Source: Daily Kos
Finally! It's been just over three weeks since the July 3rd arrest of former Goldman Sachs IT executive Sergey Aleynikov inadvertently blew the lid off the intricacies of exactly how those great vampire squids on Wall Street manage (no past tense here) to suck Main Street dry.
The high frequency trading ("HFT") scam on Wall Street is being exposed to the masses as we blog.
And, at least to some degree, it is because we blogged and it is because we took the time to spell out the details of this story in obscure trade magazines, and not-so-obscure larger media outlets, that this is happening now.
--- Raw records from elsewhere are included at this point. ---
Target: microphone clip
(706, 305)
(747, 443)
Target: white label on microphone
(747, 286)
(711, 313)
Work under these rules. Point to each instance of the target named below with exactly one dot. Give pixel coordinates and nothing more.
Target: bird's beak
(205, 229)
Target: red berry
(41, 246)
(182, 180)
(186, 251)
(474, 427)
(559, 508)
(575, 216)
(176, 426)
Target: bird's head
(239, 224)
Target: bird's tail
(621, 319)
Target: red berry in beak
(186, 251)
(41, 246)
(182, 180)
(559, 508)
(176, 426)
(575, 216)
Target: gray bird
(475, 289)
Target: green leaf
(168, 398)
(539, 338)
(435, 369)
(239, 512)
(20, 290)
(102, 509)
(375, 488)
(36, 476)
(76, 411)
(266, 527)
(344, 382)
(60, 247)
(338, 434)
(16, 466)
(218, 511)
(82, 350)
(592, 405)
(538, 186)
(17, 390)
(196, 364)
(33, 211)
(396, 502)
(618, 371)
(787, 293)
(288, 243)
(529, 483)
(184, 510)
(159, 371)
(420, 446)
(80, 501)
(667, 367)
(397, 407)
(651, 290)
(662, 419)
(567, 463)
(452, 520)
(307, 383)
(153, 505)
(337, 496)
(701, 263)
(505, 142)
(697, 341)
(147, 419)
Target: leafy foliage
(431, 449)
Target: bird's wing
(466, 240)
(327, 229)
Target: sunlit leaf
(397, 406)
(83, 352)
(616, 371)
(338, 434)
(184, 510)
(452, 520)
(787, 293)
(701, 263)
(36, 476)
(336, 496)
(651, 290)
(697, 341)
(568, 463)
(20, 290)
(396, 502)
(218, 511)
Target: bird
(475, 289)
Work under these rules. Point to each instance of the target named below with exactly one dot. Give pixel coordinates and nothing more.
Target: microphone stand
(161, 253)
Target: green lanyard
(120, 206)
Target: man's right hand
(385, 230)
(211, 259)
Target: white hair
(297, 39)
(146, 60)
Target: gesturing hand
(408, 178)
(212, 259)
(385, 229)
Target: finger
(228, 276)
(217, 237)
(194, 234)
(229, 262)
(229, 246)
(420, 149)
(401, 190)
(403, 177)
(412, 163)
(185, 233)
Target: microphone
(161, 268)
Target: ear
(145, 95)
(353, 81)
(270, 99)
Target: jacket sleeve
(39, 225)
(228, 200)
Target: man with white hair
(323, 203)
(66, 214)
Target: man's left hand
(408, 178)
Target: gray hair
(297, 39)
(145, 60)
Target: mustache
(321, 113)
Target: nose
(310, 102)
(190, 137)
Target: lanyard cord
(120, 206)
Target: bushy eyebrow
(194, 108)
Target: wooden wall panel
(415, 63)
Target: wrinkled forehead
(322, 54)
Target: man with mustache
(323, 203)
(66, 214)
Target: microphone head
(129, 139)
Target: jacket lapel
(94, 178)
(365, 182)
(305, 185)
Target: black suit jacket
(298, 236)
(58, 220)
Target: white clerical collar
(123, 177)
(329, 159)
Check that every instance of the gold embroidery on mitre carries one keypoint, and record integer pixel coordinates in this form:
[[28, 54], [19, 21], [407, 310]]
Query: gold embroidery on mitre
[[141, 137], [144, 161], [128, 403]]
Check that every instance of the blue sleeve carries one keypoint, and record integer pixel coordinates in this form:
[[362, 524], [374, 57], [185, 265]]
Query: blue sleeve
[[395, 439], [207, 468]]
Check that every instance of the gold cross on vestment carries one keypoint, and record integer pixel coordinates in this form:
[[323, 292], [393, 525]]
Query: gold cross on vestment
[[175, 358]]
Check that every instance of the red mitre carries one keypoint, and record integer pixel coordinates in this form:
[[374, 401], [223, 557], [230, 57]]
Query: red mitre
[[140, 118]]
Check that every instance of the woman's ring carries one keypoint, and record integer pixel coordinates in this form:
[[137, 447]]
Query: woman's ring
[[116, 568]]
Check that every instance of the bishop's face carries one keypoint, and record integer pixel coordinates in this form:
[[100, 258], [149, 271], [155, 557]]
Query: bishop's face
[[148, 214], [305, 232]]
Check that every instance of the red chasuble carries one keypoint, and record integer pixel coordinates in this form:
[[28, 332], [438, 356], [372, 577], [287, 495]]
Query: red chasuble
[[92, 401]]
The NY Times' Tobin Harshaw provides what may be the very best--and pretty damn even-handed, too--roundup of current commentary on the matter in today's NY Times: "Weekend Opinionator: 'Is Wall Street Picking Our Pockets?'."...Then Harshaw paraphrases Denninger:
Karl Denniger at the Market Ticker writes that Duhigg has "blown the cover off the dark art" but thinks that the traders' computer speed isn't most important advantage they have. Rather, he says, the "algos," rather than providing liquidity as they are supposed to, intentionally probe "the market with tiny orders that were immediately canceled in a scheme to gain an illegal view into the other side's willingness to pay..."
Read more:
http://www.dailykos.com/story/2009/7/25/757765/-NYT-Blows-Cover-Off-Trading-Scam.-Schumer-Flips-On-Wall-St. .
This is very important. I have not seen it at DU.
I don't comment here any more, so I will not respond.